CSV to XML
Paste CSV with a header row and instantly get well-formed XML, one element per row.
Example
Input CSV:
name,age,city
Ada,36,London
Grace,85,New York
Output XML:
<?xml version="1.0" encoding="UTF-8"?>
<records>
<record>
<name>Ada</name>
<age>36</age>
<city>London</city>
</record>
<record>
<name>Grace</name>
<age>85</age>
<city>New York</city>
</record>
</records>
How it works
It parses the CSV (handling quoted fields, commas, and embedded newlines), uses the first row as element names, and emits an XML document with one record element per data row. Header names are sanitized into valid XML tag names.
Good to know
CSV to XML turns a comma-separated table into a well-formed XML document right in your browser. The first row of your CSV is read as column headers, each remaining row becomes a <record> element, and every cell becomes a child tag named after its column. It is built for developers, data engineers, and analysts who need to feed flat spreadsheet exports into systems that only accept XML, such as legacy APIs, SOAP services, RSS-style feeds, or import routines that expect a fixed element structure.
Reach for it when you have a CSV export from a database, spreadsheet, or reporting tool and the destination requires XML rather than JSON. Because everything runs locally, it is also a safe choice for converting customer lists, financial extracts, or other sensitive records that you would rather not paste into a server-side converter. Paste your data on the left, click Convert, and copy the result; the status line tells you how many rows were converted so you can sanity-check the count against your source.
To read the output, remember that the structure is always two levels deep: a root <records> wrapper, then one <record> per data row, then one tag per column. Tag names come straight from your headers after sanitizing, so spaces and symbols become underscores, names that start with a digit or with "xml" get a leading underscore, and blank headers fall back to column_1, column_2, and so on. Values are XML-escaped, meaning characters like &, <, and > are written as entities and will render correctly when a parser reads them back.

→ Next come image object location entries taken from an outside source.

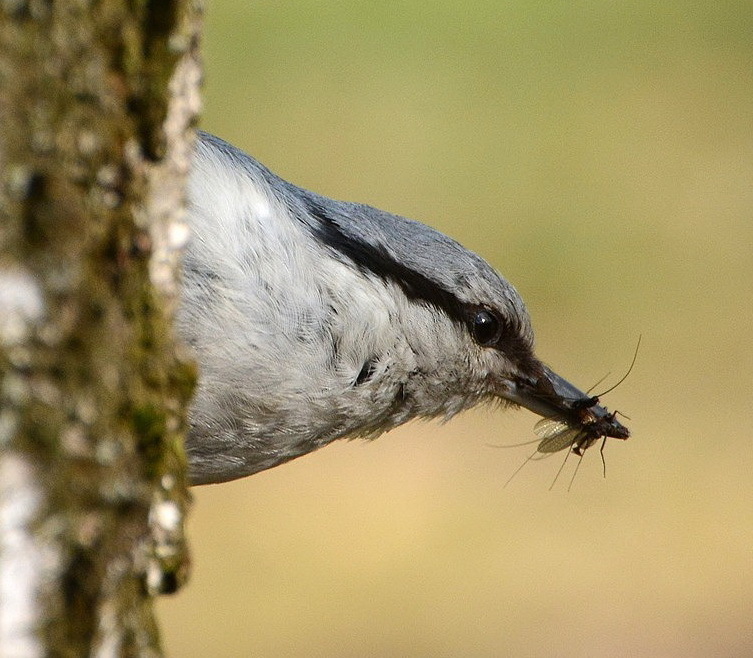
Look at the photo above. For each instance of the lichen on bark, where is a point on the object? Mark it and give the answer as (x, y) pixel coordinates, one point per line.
(97, 102)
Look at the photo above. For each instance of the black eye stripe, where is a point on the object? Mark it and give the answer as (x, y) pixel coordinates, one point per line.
(486, 327)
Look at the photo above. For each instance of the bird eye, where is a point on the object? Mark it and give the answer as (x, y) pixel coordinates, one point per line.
(485, 327)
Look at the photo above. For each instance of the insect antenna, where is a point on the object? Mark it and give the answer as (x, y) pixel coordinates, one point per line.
(603, 461)
(520, 468)
(625, 376)
(575, 472)
(562, 466)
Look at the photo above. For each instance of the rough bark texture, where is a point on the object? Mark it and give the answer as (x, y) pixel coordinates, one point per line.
(97, 100)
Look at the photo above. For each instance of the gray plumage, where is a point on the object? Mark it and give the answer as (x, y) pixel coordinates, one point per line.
(314, 320)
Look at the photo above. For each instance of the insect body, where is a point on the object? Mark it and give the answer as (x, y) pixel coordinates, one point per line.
(557, 434)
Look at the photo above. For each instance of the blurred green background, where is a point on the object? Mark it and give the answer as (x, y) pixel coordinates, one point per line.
(600, 155)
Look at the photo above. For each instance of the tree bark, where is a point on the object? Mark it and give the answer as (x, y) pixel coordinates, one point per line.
(97, 104)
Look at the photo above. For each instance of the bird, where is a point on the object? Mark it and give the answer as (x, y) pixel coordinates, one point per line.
(313, 320)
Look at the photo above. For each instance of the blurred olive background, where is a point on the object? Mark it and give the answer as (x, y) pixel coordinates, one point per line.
(600, 155)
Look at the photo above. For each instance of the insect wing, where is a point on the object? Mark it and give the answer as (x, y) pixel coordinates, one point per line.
(555, 435)
(549, 427)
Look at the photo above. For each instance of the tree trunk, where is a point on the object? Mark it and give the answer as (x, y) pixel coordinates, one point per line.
(97, 100)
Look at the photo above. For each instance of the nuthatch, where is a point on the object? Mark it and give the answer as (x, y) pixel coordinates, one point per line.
(314, 320)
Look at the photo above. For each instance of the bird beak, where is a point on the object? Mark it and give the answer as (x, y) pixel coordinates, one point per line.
(551, 396)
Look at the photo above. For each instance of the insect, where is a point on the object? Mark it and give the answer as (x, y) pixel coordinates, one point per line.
(578, 426)
(586, 422)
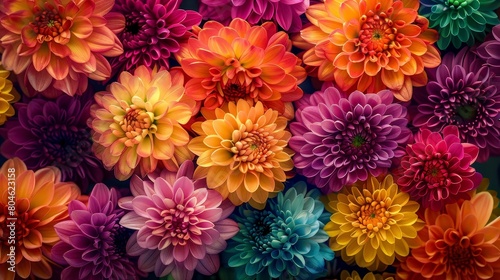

A practical tip: clean up your header row before converting if you want readable tag names, since "First Name" becomes First_Name rather than something like firstName. Also note the tool produces no data types or attributes, every value is emitted as plain text, and fully empty rows are skipped, so the converted row count may be lower than the number of lines in your file.
Frequently asked questions
How are column headers turned into XML tag names?
Each header is trimmed and characters that are invalid in XML names (spaces, symbols, etc.) are replaced with underscores. Names that don't start with a letter/underscore, or that start with 'xml', get a leading underscore so the output is always well-formed. Empty headers become column_1, column_2, and so on.
Does it handle commas, quotes, and newlines inside CSV fields?
Yes. The parser follows standard CSV quoting rules: fields wrapped in double quotes can contain commas and line breaks, and a doubled quote ("") inside a quoted field is treated as a literal quote character. Special XML characters in values are escaped automatically.
Is my data uploaded anywhere?
No — this tool runs entirely in your browser. Your input never leaves your device and it works offline once loaded.
Is it free?
Yes, completely free with no sign-up and no limits.
People also ask
What is the difference between CSV to XML and CSV to JSON?
Both convert a flat table into a structured, nested format, but XML uses opening and closing tags around each value and is common in legacy enterprise systems, SOAP APIs, and feed formats. JSON uses key-value pairs with braces and is more compact and widely used in modern web APIs. Choose the format your destination system requires.
How do I convert a CSV file to XML for free?
Open or paste your CSV (with a header row) into a client-side converter like this one, then click Convert and copy the generated XML. No installation, sign-up, or upload is required because the conversion happens in your browser.
Can XML tag names contain spaces or start with a number?
No. The XML specification does not allow spaces in element names, and a name must begin with a letter or underscore, not a digit. Converters handle this by replacing invalid characters with underscores and adding a leading underscore where needed.
Why does my XML output have fewer records than rows in my CSV?
The first row is consumed as the header, so it does not produce a record. Completely empty rows are also skipped, which can further reduce the count compared to the raw line total in your file.
Does CSV to XML preserve data types like numbers and dates?
No. CSV and XML both store values as text, so numbers, dates, and booleans are written exactly as they appear in the input. Any type interpretation has to be done by the system that reads the XML.
How are special characters like ampersands handled in the XML output?
Characters that have special meaning in XML are escaped into entities, so an ampersand becomes &amp;, a less-than sign becomes &lt;, and a greater-than sign becomes &gt;. This keeps the document well-formed and ensures values reconstruct correctly when parsed.
Can I change the root element or record element names?
This tool uses fixed names: a <records> root with one <record> per row. To rename them you would edit the output text after converting or use a tool or script that lets you configure the wrapper and item element names.
Is it safe to convert sensitive CSV data to XML online?
With a client-side converter the data stays on your device and is never sent to a server, which reduces exposure. Always confirm a tool runs locally, and for highly regulated data follow your organization's own handling policies.